Should the BIP 39 checksum be eliminated from the standard? Should the BIP39 checksum be made optional to improve security?
3 Answers
No, I don't think the checksum should be removed or made optional. It doesn't do more harm that good.
Bip39 is a simple way to copy computer-generated randomness from the computer onto, eg a piece of paper. This Bip39 mnemonic sentence can then be used to restore your wallet, should you lose your computer. The checksum provides some degree of certainty on the correctness of the mnemonic you enter.
However, lately, people have begun to explore how to create their own randomness when creating a new wallet. This can be done with dice, coin-flips, etc.
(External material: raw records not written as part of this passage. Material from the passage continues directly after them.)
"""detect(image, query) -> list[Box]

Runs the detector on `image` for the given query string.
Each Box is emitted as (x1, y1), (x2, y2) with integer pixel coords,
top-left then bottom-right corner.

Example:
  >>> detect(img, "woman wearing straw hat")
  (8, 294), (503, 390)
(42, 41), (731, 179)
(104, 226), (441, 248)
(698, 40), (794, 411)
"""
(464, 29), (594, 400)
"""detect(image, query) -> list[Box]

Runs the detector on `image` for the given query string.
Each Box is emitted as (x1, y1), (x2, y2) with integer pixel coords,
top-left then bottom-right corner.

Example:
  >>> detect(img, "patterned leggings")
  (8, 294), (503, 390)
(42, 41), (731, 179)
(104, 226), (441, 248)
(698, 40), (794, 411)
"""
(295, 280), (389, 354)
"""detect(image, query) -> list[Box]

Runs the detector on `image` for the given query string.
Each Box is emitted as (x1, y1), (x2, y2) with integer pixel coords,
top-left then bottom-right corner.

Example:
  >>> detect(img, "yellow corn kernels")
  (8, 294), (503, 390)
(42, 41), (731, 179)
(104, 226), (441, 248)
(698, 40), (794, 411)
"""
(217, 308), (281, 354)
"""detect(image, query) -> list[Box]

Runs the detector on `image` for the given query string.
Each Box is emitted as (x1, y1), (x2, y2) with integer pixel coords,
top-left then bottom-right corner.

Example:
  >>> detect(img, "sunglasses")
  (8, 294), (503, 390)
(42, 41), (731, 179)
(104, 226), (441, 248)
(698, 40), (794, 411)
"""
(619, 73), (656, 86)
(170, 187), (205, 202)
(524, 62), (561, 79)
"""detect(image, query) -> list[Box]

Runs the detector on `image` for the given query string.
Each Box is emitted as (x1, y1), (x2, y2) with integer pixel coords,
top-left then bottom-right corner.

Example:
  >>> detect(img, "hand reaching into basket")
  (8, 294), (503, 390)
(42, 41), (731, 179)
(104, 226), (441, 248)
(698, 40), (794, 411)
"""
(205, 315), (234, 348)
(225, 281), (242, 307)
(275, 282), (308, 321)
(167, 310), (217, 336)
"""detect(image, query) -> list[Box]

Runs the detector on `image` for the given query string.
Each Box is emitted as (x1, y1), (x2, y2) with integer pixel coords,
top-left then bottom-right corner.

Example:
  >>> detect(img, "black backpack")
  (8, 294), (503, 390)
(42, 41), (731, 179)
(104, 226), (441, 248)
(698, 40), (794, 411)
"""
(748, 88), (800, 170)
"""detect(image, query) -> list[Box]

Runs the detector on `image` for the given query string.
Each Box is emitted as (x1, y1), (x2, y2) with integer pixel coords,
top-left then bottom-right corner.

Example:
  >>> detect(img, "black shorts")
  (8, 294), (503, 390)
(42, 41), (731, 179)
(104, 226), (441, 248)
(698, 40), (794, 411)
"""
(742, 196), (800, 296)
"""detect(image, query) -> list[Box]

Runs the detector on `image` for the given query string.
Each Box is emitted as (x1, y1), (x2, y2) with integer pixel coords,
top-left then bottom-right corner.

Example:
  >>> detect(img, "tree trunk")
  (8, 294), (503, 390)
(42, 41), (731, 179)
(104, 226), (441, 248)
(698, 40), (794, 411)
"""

You might want to do this for example if you don't trust that the computer's random-number generator is doing its job well.
Since most wallets offer a way to restore a wallet using bip39 mnemonic sentences, people are trying to use that feature as a way to create new wallets from manually generated randomness. This is where the problem lies.
Actually, it's stated in the Motivation section of bip39:
This guide is meant to be a way to transport computer-generated randomness with a human-readable transcription. It's not a way to process user-created sentences (also known as brainwallets) into a wallet seed.
So we're actually using bip39 in a non-intended way, and that's why it's so awkward. The solution to this is not to modify bip39, but to acknowledge that we're doing it wrong.
Instead of entering manual randomness into a computer through bip39, we should invent other means of transferring the manual randomness into the computer. Some wallets already offer this. For example, ColdCard lets you input dice rolls one by one until you think you have enough randomness and then the device will provide you with a bip39 mnemonic sentence for you to backup on paper. That's one way to do it.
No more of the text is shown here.